HR Hotline: How Many Consecutive Days Can Employees Be Required To Work?
Q: It is my understanding that in Connecticut, someone can’t work more than 13 days in a row. I have an employee who has already worked 15 consecutive days. What would happen if he worked more days without a day off?
A: In Connecticut, 12—not 13—days is the maximum permissible continuous mandatory period of work, but you’re not necessarily breaking the law if you allow an employee to work more than 12 days in a row.
It’s only illegal to compel or require someone to work that long over their objection, and/or to discipline an employee who refuses.
The statute actually says six days in a calendar week is the maximum permissible time worked.

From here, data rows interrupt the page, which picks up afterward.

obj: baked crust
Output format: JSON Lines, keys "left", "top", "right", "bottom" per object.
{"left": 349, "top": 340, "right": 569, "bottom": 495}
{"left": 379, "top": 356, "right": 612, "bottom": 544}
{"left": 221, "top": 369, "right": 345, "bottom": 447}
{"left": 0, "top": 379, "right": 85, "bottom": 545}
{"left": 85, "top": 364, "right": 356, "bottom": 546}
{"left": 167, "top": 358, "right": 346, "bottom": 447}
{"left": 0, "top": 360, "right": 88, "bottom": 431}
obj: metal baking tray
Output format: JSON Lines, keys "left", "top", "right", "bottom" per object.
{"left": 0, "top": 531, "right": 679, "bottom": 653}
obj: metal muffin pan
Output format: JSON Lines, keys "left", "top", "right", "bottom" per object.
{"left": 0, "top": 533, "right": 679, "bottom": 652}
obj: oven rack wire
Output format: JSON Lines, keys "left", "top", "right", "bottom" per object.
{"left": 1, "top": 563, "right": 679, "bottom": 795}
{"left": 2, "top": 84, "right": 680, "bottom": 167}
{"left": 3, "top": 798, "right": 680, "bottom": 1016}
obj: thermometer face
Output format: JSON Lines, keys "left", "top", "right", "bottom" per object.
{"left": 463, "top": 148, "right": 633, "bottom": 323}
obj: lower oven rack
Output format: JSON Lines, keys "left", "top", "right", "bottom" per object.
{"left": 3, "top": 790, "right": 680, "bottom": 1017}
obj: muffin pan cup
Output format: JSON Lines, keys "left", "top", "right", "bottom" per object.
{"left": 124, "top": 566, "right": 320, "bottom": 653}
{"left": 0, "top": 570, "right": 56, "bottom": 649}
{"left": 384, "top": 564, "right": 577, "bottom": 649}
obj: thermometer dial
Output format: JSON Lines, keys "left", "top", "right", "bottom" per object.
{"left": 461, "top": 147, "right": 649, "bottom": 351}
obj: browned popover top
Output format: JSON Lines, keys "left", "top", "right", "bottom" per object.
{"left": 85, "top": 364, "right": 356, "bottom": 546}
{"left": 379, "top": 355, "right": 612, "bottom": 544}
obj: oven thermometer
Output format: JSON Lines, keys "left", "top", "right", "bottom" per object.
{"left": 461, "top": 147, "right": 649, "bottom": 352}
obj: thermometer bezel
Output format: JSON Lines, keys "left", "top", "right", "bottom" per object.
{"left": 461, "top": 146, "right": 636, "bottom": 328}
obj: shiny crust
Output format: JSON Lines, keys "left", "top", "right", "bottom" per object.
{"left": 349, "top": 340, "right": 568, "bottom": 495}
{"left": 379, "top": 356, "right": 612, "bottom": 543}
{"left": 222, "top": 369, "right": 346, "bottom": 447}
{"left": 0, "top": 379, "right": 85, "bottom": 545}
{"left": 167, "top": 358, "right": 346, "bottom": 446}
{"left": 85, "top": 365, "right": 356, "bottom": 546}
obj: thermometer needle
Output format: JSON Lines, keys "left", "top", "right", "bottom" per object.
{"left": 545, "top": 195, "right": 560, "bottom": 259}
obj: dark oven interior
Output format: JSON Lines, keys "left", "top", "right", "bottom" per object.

The 12-day limit arises if an employee is required to work the last six days of one week and the first six days of the following week.
That’s 12 consecutive days, but still no more than six days in a calendar week.
Note that it is entirely permissible for a worker to voluntarily work a longer period without a day off, as long as the opportunity for a day off is available, and the worker has declined that opportunity.
So asking for volunteers is OK. Where a worker has voluntarily worked or seeks to work for a continuous stretch of more than six days in a calendar week, it would be wise to give the employee a short note advising her or him that you are approving the request/preference to work continuously without a day off, but that a day off is available if desired.
This assumes management is OK with the overtime hours incurred and any possible decline in productivity and safety as fatigue or burnout sets in.